10 comments on “Boston Globe: Episcopal bishops, archbishop seek a middle ground

  1. Enda says:

    What is truth?

  2. Philip Bowers says:

    when these American bishops are going to Africa and making promises and playing on the fears of the African church

    Yep, it’s the orthodox’s fault. The sad thing is that I believe this sort of spin, ultimately will win the day for TEC.

  3. TonyinCNY says:

    Shaw: “Speaking truth isn’t just liberal thinking…”

    Actually we have four years of evidence that truth isn’t liberal thinking at all. The dishonest statements of the pb and others about the Anglican crisis and pecusa demonstrate conclusively that speaking truth is not liberal thinking at all.

  4. TonyinCNY says:

    Shaw said he also told Williams that it is difficult to seek consensus in the American church “when these American bishops are going to Africa and making promises and playing on the fears of the African church.”

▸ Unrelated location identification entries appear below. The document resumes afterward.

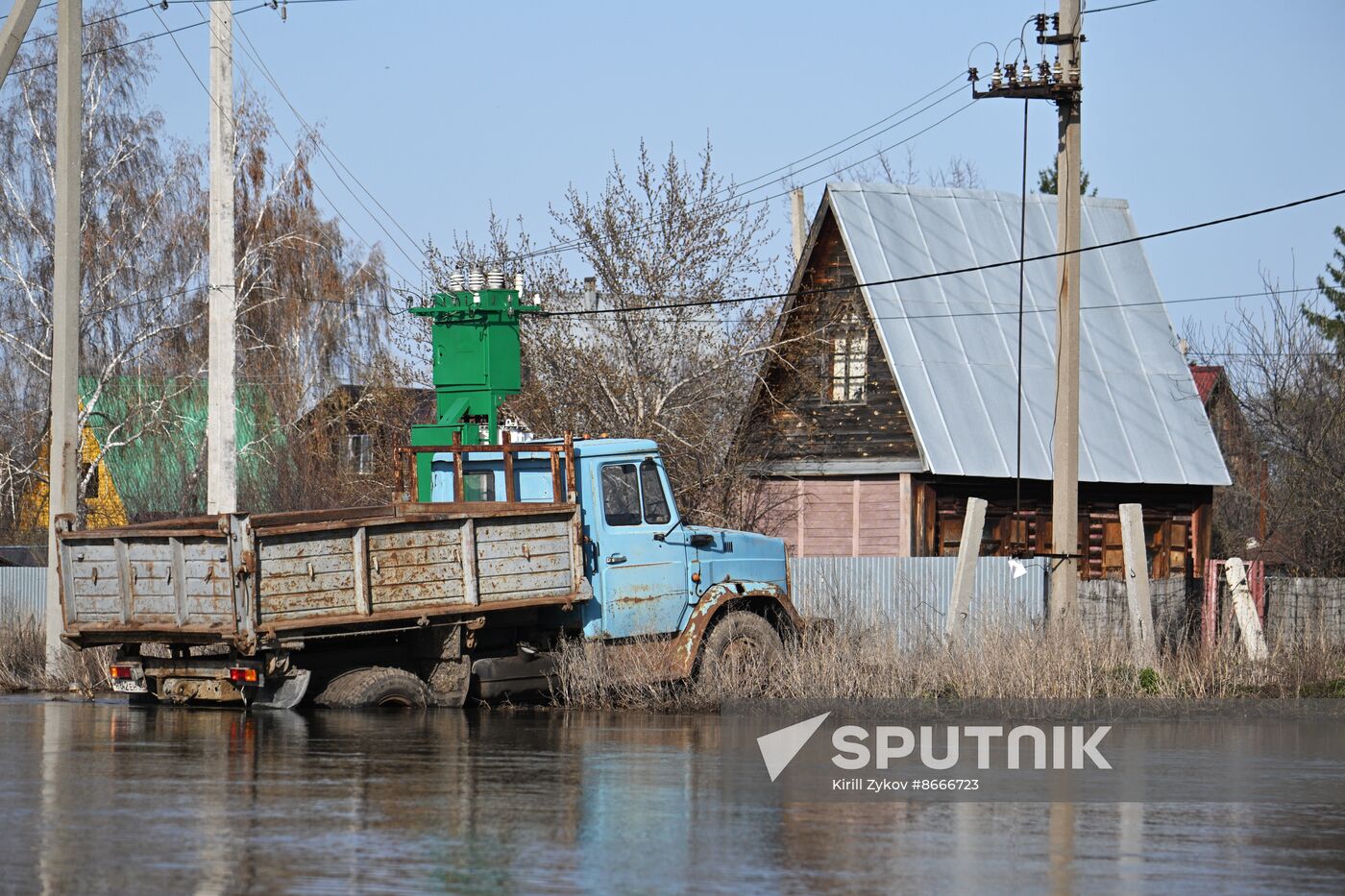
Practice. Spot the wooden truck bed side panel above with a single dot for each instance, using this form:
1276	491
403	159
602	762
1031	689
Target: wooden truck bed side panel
414	566
299	572
172	581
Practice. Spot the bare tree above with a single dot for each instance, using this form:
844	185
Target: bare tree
141	218
1291	389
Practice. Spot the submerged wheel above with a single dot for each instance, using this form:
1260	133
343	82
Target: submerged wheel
739	651
374	687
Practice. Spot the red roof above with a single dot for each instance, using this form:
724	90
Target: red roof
1206	376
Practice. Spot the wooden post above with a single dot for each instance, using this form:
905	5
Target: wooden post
907	521
796	222
1137	586
965	574
1244	610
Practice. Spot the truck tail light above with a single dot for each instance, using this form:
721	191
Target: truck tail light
242	675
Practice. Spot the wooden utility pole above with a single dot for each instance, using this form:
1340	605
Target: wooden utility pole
1064	444
63	451
221	440
1063	84
12	33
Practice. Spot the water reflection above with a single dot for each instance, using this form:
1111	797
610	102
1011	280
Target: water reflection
103	798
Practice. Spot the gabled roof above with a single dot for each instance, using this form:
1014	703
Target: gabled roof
952	341
1207	376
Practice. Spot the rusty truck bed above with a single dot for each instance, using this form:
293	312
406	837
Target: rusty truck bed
248	580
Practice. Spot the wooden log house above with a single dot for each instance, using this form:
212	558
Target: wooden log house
894	399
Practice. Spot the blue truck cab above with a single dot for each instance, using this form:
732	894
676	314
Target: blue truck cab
651	573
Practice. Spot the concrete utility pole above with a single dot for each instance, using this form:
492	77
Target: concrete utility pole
63	451
12	33
1064	444
221	440
1063	84
796	222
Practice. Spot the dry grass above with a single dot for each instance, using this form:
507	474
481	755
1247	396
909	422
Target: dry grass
23	662
858	661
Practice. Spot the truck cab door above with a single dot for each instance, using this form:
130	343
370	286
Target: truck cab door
642	581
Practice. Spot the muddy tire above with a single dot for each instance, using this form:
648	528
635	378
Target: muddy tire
374	687
739	654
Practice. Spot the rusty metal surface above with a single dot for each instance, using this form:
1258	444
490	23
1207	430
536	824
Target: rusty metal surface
251	576
685	648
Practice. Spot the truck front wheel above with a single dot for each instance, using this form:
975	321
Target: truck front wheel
374	687
739	653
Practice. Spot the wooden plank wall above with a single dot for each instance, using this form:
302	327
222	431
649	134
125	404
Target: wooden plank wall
793	419
836	517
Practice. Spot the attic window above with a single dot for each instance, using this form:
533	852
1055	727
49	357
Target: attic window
359	453
849	362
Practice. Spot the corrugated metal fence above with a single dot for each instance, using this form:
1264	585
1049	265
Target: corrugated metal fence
912	593
23	593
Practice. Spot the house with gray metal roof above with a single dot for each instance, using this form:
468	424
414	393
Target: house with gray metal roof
894	395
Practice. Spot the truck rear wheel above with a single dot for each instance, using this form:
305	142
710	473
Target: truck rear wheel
739	651
376	687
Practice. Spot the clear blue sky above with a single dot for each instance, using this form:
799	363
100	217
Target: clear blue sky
1192	109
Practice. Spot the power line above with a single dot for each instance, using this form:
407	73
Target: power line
972	268
281	137
148	36
645	227
1119	6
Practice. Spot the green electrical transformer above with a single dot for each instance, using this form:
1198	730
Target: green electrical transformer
477	365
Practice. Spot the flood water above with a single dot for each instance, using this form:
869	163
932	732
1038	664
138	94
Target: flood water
110	798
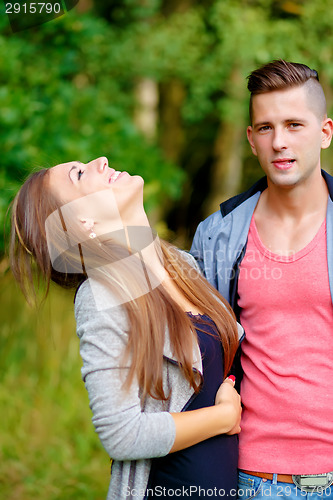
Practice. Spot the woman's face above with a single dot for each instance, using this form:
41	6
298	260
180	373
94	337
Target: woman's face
72	180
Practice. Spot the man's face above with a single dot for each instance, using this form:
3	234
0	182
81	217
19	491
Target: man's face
287	135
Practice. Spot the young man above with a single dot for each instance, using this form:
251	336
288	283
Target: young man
270	253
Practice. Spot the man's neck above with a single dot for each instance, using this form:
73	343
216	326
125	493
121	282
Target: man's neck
294	202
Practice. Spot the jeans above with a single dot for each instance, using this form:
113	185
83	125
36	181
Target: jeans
256	487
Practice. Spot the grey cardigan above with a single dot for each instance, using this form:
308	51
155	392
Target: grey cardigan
131	432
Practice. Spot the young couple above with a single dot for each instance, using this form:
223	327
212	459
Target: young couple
157	339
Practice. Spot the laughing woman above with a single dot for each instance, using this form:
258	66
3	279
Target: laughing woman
156	340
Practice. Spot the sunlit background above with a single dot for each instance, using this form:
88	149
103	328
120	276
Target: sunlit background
159	87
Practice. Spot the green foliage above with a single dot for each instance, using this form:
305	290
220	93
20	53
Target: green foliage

    For liberals consensus means that conservatives should shut up and pay up. We see how consensus works in pecusa on women’s ordination. A conscience clause is given and then revoked.

  5. rwkachur says:

    Well, the solution is simple. CANA, AMiA etc. should declare that they are “doing a new thing” and are “prophetic”…but as we have seen many times before TEC has cornered the market on prophecy.

  6. GrandpaDino says:

    “gay rights supporters, such as Shaw, believe they are acting in a prophetic way.”

    And I do not. So – one of us is right and one of us is wrong. Which is it?

  7. Rolling Eyes says:

    #7, “one of us is right and one of us is wrong. Which is it?”

    Well, since, according to the Bishop, “speaking truth” is ONLY a liberal trait, you HAVE to be wrong. Right?

  8. jamesw says:

    And why does Bp. Shaw and the liberals have the monopoly on what is “prophetic”? Why can’t the orthodox claim to be prophetic in their actions “yeah, we we know it violates Anglican polity, but there are times when one must just do it and be prophetic.” This silly argument can cut any way you want it to.

  9. deaconjohn25 says:

    I love how liberals throw around the word “prophetic” as if they have a corner on the market. But here in Mass. where the media, educational establishment, the courts, and the government are dictatorially in favor of anything Gay, there is no way Bishop Shaw is anything resembling a prophet. In fact, in this state one could argue he is merely a puppet of the “powers that be” in this most immoral of states.

  10. dwstroudmd+ says:

    That’s called “contextualization”, deaconjohn25, and thank you for establishing it.